Por Víctor Barrera
Ayer el Poder Ejecutivo a través de la SHCP entregó al Congreso de la Unión el Paquete Económico, que será el eje principal para alcanzar la consolidación fiscal que tanto se habla y que no se ha alcanzado en su totalidad.
Las cifras propuestas en los rubros más importantes que son déficit fiscal, crecimiento económico, inversión pública y recaudación, nos muestran que están más cercanos a la realidad y no son objetivos inalcanzables.
Esto podría devolver que el grado de inversión para nuestro país aumente y con ello obtener aún más la posibilidad de la confianza de los inversionistas y la posibilidad de obtener un crecimiento esperado que rondara entre 1.5 y 2.5 por ciento para el 2027.
En cuanto al déficit fiscal se plantea reducirlo al final del año de 4.1 por ciento, que espera dejarlo ente 2026 a 3.9 por ciento del Producto Interno Bruto, lo que implicaría estar en niveles más manejables si logramos crecimiento económico de 2.5 por ciento.
Debemos recordar que déficit que heredo este gobierno del anterior se ubicó en 5.8 por ciento, el más elevado que se ha tenido en 30 años, derivado de las ocurrencias de construir infraestructura basadas en mega obras que salieron mucho más caras de lo planeado y aun se siguen subsidiando.
Este déficit, era muy peligroso y por ello las calificadoras internacionales asumieron que esto implicaría una falta de responsabilidad para que el gobierno empezará a realizar los pagos de la deuda adquirida.
Ahora para el 2027 si se logra la meta anunciada de 3.9 por ciento el ajuste fiscal que se realice será el más importante en las últimas décadas.
Esto, repito, podría colocar a nuestro país en una calificación más positiva y con ello obtener la confianza de los inversionistas para que junto con el gasto público se logre la creación de la infraestructura suficiente, para iniciar el camino al crecimiento económico que en el corto plazo nos coloque a niveles de entre 3 y 4 por ciento anual.
Por supuesto que si crecemos será otro punto importante y se aplican estrategias de fortalecimiento de pequeñas, se gasta el presupuesto público en fortalecer lo necesario para el bienestar de la gente y no e derrocha en ocurrencias con carácter político. México podría mostrar que vamos, ahora si por un camino positivo.
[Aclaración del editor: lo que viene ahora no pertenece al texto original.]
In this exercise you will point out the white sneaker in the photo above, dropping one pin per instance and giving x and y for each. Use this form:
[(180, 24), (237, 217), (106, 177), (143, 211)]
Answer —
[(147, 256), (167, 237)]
Al menos esto lo dio a conocer el titular de Hacienda Edgar Amador al apuntar que el mayor gasto del presupuesto estará en el Plan de Inversión en Infraestructura para el Desarrollo con Bienestar donde se aplicarán 2.6 billones de pesos.
Con esto se espera que los ingresos tributarios crezcan y para el 2027 se ubiquen en 15.4 por ciento del PIB que puede ser corto, pero que ayudaría al fortalecimiento de algunos sectores. En este rubro también se habló de cambios en la Ley de Impuestos Sobre la Renta (ISR) que evitaran la evasión e elusión fiscal.
En el tema de PEMEX se espera que, para este año, esta empresa logre un superávit financiero de 95 mil millones de pesos, lo que permitirá ir reduciendo las transferencias que se asignan a la petrolera y ocupar esos recursos en rubros de fortalecimiento al crecimiento económico.
Si este Paquete Económico logra los objetivos planteados, podría señalarse que lograremos pasar el límite de crecimientos económicos inferiores al punto porcentual, el déficit podría ir a la baja y para los próximos años estaremos hablando de este más cercano al 3 por ciento. Aunado a una inversión de recursos a la infraestructura superior al 2.6 por ciento con resultados de creación de empleos que fortalezcan muchas zonas del país.